Domain Specific Language is fast becoming a popular way to describe a problem or a solution for a specific domain. The quality and readability of code using DSL is magnitudes above the regular "technical" code (using Java/C# for eg). Since information about DSL can be googled amply, I am not going to spend time writing on what a DSL is.

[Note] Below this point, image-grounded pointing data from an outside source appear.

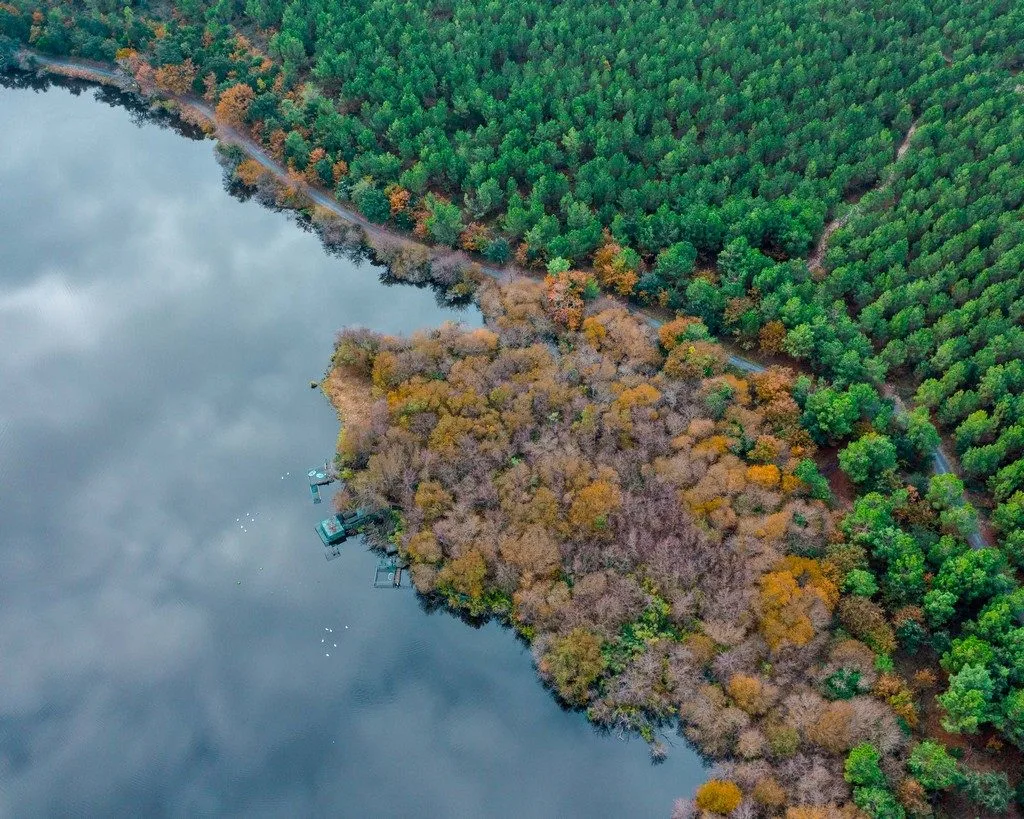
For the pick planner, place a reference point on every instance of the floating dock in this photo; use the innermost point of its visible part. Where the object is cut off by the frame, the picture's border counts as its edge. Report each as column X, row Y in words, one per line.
column 320, row 477
column 388, row 573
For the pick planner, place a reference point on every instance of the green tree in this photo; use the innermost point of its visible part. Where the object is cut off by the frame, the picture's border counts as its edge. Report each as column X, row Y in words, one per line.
column 932, row 766
column 863, row 766
column 869, row 459
column 444, row 222
column 574, row 662
column 968, row 701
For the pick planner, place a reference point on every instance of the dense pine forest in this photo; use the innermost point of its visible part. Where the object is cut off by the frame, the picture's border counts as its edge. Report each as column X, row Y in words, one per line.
column 835, row 187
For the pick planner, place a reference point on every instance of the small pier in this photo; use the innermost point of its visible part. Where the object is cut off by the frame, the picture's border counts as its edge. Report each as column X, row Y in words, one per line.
column 321, row 476
column 388, row 573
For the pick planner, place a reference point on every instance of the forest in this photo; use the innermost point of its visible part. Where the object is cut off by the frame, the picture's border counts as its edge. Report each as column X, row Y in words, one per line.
column 837, row 188
column 659, row 531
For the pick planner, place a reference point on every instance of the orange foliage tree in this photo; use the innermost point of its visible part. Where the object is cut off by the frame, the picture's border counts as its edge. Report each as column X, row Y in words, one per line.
column 719, row 795
column 176, row 79
column 787, row 596
column 233, row 105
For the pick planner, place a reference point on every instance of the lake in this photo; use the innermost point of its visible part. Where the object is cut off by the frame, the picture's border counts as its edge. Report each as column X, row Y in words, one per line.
column 173, row 641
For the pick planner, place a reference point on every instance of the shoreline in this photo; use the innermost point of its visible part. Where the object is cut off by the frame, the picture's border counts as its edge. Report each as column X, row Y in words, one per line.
column 73, row 69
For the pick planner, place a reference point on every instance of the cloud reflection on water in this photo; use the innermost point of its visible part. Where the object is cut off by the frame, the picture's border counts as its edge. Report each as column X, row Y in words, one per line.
column 157, row 339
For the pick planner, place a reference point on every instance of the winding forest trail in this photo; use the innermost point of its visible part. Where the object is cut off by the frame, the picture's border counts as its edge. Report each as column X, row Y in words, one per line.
column 818, row 254
column 941, row 463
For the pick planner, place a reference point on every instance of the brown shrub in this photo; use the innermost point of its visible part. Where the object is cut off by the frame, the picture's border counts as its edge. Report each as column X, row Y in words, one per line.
column 769, row 792
column 747, row 693
column 832, row 730
column 865, row 619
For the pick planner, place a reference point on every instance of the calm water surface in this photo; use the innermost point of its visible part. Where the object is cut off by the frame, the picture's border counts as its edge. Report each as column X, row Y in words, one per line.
column 164, row 601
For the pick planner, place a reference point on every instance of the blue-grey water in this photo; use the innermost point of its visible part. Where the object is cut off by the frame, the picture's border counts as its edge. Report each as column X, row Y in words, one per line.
column 172, row 640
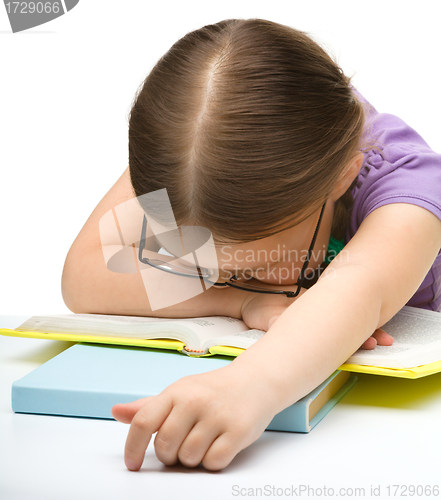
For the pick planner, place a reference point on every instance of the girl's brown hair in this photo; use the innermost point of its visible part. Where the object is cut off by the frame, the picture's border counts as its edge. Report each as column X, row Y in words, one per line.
column 248, row 124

In many of the previous posts, I had used pseudo-code, demonstrating parallels in programming to Panini's techniques. Time to call the bluff now. Presented below is a seriously tested code. Here is a DSL that closely models some basic techniques of ashtaadhyaayI, specifically the maheshvara-sutra-s and those darning "it" rules. I'm using Groovy for the implementation, as I feel that it's syntax is more natural to read than that of Scala or Ruby.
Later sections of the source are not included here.